At the time of the study, investigators analyzed data from patients with CP and controls enrolled in the North American Pancreatitis Study. In the groups, 44.5 percent of patients were diagnosed with CP due to alcohol consumption. And while 26.9 percent had non-alcohol related CP, 28.6 percent seemingly suffered from CP due to an unknown cause.
“One of the more remarkable observations is that in more than 50 percent of patients, alcohol was not considered as the causative factor of chronic pancreatitis,” said Gregory A. Coté, MD, MS, of Indiana University School of Medicine and lead author of this study. “Future analyses will likely identify previously unrecognized genetic factors and/or interaction between genes and environmental factors as potential explanations of disease development. In the meantime, the era of dismissing all cases of chronic pancreatitis as alcohol-induced has undoubtedly come to a close.”

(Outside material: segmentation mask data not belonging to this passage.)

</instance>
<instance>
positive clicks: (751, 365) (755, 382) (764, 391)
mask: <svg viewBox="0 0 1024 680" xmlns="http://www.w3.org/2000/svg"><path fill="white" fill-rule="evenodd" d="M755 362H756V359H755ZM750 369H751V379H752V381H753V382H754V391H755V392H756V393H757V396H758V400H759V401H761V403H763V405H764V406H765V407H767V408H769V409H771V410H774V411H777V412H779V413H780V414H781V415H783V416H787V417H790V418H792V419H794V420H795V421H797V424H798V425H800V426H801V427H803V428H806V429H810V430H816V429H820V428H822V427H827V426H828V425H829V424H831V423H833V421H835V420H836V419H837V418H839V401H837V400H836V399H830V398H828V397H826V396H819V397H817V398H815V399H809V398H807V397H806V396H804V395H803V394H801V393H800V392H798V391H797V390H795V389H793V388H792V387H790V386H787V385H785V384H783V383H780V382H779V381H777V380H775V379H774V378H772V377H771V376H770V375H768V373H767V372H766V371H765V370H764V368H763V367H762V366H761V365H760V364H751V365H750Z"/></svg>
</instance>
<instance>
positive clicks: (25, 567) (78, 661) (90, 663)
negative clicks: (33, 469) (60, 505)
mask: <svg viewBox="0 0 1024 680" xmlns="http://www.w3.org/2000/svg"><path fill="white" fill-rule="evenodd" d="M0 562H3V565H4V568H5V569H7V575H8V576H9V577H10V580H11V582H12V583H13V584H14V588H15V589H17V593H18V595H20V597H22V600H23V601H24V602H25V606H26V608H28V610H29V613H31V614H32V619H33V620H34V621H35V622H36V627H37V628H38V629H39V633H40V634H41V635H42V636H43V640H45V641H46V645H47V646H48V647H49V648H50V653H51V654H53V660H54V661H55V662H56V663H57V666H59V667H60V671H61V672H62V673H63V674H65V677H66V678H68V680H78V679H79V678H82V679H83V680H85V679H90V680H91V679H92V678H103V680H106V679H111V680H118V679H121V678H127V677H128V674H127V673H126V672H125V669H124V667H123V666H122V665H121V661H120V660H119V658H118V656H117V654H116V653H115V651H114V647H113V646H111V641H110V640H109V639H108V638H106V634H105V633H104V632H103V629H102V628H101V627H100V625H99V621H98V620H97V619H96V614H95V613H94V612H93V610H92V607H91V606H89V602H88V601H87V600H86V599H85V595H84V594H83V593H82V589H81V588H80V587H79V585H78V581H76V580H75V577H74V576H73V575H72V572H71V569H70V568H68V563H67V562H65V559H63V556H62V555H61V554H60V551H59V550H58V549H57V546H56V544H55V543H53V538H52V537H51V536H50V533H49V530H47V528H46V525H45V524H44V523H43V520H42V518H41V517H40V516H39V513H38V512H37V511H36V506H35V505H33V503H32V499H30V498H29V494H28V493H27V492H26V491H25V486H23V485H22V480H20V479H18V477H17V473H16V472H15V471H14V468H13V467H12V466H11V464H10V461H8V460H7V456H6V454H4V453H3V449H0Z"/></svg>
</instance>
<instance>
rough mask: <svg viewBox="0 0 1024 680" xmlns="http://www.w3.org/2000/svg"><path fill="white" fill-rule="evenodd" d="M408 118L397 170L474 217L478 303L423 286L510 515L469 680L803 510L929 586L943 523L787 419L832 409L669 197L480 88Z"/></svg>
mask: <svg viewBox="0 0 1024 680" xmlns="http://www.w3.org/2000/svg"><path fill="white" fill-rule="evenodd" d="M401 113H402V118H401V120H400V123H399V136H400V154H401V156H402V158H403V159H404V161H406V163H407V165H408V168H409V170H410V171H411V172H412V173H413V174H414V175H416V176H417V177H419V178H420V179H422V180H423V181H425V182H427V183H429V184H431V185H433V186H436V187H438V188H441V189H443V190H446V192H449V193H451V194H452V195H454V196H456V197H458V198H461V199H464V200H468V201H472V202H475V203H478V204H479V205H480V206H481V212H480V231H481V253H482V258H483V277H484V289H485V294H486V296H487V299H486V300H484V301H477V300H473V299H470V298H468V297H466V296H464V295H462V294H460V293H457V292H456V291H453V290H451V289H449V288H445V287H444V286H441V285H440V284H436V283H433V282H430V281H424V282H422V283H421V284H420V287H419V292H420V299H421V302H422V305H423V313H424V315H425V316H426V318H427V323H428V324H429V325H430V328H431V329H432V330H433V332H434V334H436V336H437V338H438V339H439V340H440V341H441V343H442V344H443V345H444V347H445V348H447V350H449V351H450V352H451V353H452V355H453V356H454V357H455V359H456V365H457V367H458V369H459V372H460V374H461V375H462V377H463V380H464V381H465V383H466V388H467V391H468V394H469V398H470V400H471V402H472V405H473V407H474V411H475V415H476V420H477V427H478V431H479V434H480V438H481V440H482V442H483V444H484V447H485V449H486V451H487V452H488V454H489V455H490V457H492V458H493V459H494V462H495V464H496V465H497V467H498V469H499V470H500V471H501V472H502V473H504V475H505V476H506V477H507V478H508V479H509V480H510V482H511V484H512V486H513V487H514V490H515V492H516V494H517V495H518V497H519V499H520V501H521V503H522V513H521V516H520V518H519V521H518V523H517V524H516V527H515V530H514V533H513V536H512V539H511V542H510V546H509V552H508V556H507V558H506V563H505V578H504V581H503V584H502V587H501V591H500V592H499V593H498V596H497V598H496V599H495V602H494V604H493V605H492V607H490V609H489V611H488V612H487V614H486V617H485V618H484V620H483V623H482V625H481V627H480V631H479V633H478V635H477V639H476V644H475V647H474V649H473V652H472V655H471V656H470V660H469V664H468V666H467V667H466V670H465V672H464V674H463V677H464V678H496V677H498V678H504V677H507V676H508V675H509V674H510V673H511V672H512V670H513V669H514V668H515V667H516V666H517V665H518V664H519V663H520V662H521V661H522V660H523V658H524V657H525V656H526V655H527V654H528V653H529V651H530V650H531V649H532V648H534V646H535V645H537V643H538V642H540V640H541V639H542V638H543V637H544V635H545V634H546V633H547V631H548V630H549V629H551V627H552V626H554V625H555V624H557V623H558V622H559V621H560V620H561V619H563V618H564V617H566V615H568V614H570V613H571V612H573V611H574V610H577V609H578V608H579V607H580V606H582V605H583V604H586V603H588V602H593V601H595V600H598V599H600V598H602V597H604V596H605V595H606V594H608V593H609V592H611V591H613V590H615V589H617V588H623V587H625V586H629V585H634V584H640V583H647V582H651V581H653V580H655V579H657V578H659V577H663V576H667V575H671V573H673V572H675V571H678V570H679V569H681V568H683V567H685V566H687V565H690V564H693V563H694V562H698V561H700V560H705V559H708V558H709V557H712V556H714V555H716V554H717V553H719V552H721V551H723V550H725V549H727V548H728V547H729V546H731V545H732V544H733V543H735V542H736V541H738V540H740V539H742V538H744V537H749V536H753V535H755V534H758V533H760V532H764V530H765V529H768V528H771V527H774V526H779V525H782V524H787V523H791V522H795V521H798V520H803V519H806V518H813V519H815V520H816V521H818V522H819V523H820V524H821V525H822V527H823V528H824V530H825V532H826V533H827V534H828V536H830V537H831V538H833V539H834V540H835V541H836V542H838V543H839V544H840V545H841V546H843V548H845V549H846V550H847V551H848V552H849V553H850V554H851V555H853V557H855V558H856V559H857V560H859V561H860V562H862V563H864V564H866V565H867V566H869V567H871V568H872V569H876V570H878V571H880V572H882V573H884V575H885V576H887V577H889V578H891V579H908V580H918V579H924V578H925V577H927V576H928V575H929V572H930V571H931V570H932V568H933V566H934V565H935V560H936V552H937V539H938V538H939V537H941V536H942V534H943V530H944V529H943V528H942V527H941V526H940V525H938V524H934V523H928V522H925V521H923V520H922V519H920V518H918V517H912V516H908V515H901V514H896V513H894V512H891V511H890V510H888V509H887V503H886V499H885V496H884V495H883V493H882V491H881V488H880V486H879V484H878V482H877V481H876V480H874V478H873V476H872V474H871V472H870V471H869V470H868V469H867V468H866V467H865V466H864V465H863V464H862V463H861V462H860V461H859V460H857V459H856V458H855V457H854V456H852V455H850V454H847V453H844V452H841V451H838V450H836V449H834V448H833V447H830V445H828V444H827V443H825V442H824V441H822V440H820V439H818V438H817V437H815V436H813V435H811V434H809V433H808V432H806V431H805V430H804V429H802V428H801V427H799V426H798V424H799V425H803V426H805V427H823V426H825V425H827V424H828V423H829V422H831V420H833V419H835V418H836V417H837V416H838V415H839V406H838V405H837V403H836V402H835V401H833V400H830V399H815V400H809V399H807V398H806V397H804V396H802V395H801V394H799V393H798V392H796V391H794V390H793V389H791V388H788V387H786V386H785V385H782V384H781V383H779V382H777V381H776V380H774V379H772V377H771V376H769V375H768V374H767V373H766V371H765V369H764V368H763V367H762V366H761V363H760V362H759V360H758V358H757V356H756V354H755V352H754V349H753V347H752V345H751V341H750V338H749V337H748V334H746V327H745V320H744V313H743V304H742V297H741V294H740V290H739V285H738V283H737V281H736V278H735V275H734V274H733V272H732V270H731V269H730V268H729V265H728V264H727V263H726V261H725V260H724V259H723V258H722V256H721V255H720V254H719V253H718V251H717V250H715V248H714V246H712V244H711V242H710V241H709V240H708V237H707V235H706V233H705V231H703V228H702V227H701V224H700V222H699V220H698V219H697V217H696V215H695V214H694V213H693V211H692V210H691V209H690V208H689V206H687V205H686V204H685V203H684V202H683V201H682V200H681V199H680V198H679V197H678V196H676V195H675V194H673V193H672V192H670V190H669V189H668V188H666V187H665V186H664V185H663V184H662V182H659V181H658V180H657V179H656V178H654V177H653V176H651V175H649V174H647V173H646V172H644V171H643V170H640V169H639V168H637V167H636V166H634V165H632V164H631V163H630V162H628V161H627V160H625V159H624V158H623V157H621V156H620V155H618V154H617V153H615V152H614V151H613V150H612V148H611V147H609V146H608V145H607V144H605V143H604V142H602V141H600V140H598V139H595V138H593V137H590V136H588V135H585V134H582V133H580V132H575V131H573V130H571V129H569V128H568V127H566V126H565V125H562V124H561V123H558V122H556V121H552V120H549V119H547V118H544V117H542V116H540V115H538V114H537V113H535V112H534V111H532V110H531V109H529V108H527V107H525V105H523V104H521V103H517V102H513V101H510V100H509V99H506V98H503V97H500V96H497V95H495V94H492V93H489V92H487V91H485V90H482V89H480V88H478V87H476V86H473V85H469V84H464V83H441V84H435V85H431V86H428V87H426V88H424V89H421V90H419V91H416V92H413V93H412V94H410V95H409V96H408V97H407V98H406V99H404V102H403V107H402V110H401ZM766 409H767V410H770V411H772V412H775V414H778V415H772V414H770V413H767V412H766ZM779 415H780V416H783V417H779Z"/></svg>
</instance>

It was pointed out that the current etiologic profile of CP patients may be quite different from historical data. Though alcohol remains the most common cause, a larger fraction of patients supposedly have non-alcoholic etiologies. More than a quarter of patients possibly have unidentifiable cause of disease, medically known as idiopathic CP. Among the various risk factors, smoking appeared independently linked with idiopathic CP.
The study is published in the journal Clinical Gastroenterology and Hepatology.